About this Notebook
The google search data on this notebook comes from a google account archive
The steps outlined here to collect and analyze the data may change at any time
Below are the steps to claim your google account data
Data Collection: Claiming your Google Search Data
1) Sign into your google account, then Go to:
2) Find the link to download your data archive or Go to:

3) Select all Google products to create a complete archive of your data

4) After selecting the products, choose the file type and max archive size to make sure that all your account data is archive

Data Analysis: Visualizing Google Searches
To get an overall idea of the search volume, we can plot searches by year
p <- ggplot(search_data, aes(year))
p + geom_bar()

After determine the years with the largest search volume we can plot monthly searches
monthly <- search_data[(search_data$year > 2014 & search_data$year< 2018), ]
ggplot(monthly) + geom_bar(aes(x = month, group = year)) +
theme(axis.text.x = element_text(angle=90)) +
facet_grid(.~year, scales="free")

Another interesting metrict is searches by Hour
p <- ggplot(search_data, aes(hour))
p + geom_bar()

We can also plot the search data by day of the week to determine day are the most active
p <- ggplot(search_data, aes(day))
p + geom_bar()

We can take it an step further and group search time with day of the week.
ggplot(search_data) +
geom_bar(aes(x = hour, group = day) ) +
facet_grid(.~day, scales = "free")

We can group the search data by year and day of the week, to visualize the overall trend
wkday <- group_by(search_data, year, day) %>% summarize(count = n())
p <- ggplot(wkday, aes(day, count, fill = year))
p + geom_bar(stat = "identity") + labs(x = "", y = "Search Volume")

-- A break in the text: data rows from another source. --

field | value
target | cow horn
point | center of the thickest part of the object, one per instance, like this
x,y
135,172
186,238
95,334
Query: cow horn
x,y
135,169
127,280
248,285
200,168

Reporting: A Wordcloud from Google Search Data
First we need to extract the text and clean it using regular expressions
search <- tolower(search_data$search)
search <- iconv(search, "ASCII", "UTF-8", " ")
search <- gsub('(http|https)\\S+\\s*|(#|@)\\S+\\s*|\\n|\\"', " ", search)
search <- gsub("(.*.)\\.com(.*.)\\S+\\s|[^[:alnum:]]", " ", search)
search <- trimws(search)
After cleaning the text we can create a Text Corpus (a large and structured set of texts) and remove some words
search_corpus <- Corpus(VectorSource(search))
search_corpus <- tm_map(search_corpus, content_transformer(removePunctuation))
search_corpus <- tm_map(search_corpus, content_transformer(removeNumbers))
stopwords <- c(stopwords("english"), "chrome", "chicago", "jlroo", "google")
search_corpus <- tm_map(search_corpus, removeWords, stopwords)
Now from the corpus we need to create a Term Document Matrix in order to create word associations and a wordcloud
search_tdm <- TermDocumentMatrix(search_corpus)
search_matrix <- as.matrix(search_tdm)
Set a threshold for the min/max frequency of words to create the wordcloud
wordcloud(d$word, d$freq, min.freq = 50, scale = c(3 , 0.5), max.words = 200)